The officer claims the university violated his constitutional rights
SUNY Plattsburgh police officer Darren Barcomb filed a lawsuit claiming his constitutional rights were violated after an official at a public university disciplined him for dating an on-campus student. The university policy governing student-staff relationships is “vague” and does not apply to his conduct, the suit says.
He filed the suit April 15 against Michelle Trombley, the university’s human resources assistant director, claiming that she had violated his First and Fourteenth Amendment rights.
After the college discovered that Barcomb (pictured) was involved in a relationship with an on-campus student, Trombley wrote a letter stating that he had violated the college’s Consensual Relationship Policy, which prohibited him from contacting university personnel or students and placed him on alternative duty assignment, effectively banning him from campus, the lawsuit claims, according to the Press-Republican.
According to the lawsuit, Barcomb connected with an undergraduate student at the university on Tinder on March 10, 2022. He claims he was unaware she was a student at the time, and said they began a “consensual romantic relationship.”
On March 30, Barcomb took the student back to her dorm room after a date. She was later questioned by four UP police officers about her relationship to Barcomb.
His lawsuit claims that he had been treated unfairly in part because many other police officers have had consensual relationships with students without consequences, in at least one case with the permission of the police chief and Tremblay.
SUNY Plattsburgh’s consensual relationship policy for undergraduate students states:
“Because inherent power differentials exist, professional staff or other college personnel are prohibited from entering romantic relationships with students for whom such staff or personnel have current supervisory, instructional, or other professional responsibility.”
The college’s consensual relationship policy is “vague,” according to Bob Keach, Barcomb’s attorney.
“If the government is going to tell you not to do something, they have to tell you that in very direct terms. When it doesn’t do that, it violates the Constitution,” Keach stated to the Press-Republican.
Darren Barcomb has served the university as a police officer for 23 years.
The SUNY Police Chiefs Association honored him with SUNY’s 2021 Professional Service Award, a distinction which “honor[s] lieutenants, officers and staff who play a key role in life-saving events and give exemplary professional service,” the university website states.
Barcomb has a history of legal battles with SUNY
This is not the first lawsuit Barcomb has filed against personnel of the college.
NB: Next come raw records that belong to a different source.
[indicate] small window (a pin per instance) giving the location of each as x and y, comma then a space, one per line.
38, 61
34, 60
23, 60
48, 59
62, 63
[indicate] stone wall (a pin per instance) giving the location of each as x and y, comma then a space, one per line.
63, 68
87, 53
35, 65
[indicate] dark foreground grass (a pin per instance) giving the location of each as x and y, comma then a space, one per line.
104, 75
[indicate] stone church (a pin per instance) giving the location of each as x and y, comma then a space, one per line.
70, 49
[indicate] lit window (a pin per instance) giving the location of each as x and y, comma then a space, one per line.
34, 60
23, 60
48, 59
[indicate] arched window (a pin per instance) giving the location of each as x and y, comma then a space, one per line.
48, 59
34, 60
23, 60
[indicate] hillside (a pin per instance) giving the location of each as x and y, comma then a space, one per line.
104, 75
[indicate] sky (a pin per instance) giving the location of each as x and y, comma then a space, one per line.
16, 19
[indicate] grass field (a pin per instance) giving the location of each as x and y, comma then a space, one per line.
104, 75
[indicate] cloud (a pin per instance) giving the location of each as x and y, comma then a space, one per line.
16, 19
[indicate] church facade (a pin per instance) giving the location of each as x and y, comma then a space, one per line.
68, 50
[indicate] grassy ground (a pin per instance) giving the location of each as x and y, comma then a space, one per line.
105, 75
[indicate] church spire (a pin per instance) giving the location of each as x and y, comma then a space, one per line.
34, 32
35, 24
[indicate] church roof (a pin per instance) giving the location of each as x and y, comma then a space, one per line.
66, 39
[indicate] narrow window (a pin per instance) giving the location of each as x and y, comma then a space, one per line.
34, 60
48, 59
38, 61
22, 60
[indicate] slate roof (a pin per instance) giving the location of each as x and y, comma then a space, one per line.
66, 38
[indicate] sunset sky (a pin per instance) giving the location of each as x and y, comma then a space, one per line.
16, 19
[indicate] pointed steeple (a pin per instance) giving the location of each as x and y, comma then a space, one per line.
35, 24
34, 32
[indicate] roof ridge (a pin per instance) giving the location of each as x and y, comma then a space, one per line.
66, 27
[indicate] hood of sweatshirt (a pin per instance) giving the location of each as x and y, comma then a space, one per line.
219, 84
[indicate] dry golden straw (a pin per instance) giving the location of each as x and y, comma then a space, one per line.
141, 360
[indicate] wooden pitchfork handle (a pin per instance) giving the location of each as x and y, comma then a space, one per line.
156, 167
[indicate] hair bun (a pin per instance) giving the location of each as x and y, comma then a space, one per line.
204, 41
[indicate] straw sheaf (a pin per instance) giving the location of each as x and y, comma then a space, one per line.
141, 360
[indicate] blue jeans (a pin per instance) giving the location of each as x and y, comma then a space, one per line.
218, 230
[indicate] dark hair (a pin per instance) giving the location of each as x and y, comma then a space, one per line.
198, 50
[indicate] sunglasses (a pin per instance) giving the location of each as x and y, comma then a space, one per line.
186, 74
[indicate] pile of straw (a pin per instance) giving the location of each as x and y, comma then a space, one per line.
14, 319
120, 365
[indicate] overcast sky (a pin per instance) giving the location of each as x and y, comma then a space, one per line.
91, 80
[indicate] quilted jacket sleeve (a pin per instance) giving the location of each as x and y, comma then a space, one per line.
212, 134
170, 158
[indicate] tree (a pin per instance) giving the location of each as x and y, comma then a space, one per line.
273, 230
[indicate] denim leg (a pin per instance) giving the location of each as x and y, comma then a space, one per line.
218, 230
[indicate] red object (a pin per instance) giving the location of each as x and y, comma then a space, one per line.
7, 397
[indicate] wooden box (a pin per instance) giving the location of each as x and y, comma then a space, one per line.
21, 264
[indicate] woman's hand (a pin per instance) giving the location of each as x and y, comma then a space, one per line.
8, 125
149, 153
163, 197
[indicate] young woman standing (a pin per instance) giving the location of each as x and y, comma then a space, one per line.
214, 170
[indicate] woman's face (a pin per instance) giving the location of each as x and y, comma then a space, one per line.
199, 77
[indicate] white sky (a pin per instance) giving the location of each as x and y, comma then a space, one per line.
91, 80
In 2007, he sued multiple SUNY Plattsburgh staff, including Arlene Sabo, then-campus police chief, alleging claims of “false arrest, malicious prosecution, unreasonable seizure, unlawful retaliation, due process violations, and failure to supervise.”
The lawsuit also asserted that “the harassment, suspensions, arrests and prosecution of Barcomb was in direct response to his efforts to organize, lead and sustain the union that represents his fellow police officers at SUNY Plattsburgh.”
Barcomb had said he believed Sabo was trying to force him to leave the department.
The College Fix reached out to Trombley and SUNY Plattsburgh spokesperson Heather Haskins with questions, but neither has responded.
The Fix asked Trombley and Haskins for comment on which university policies Barcomb allegedly violated, as well as for comments on Barcomb’s claim that other officers have dated students in the past and on Keach’s claim that the relationship policy is “vague.”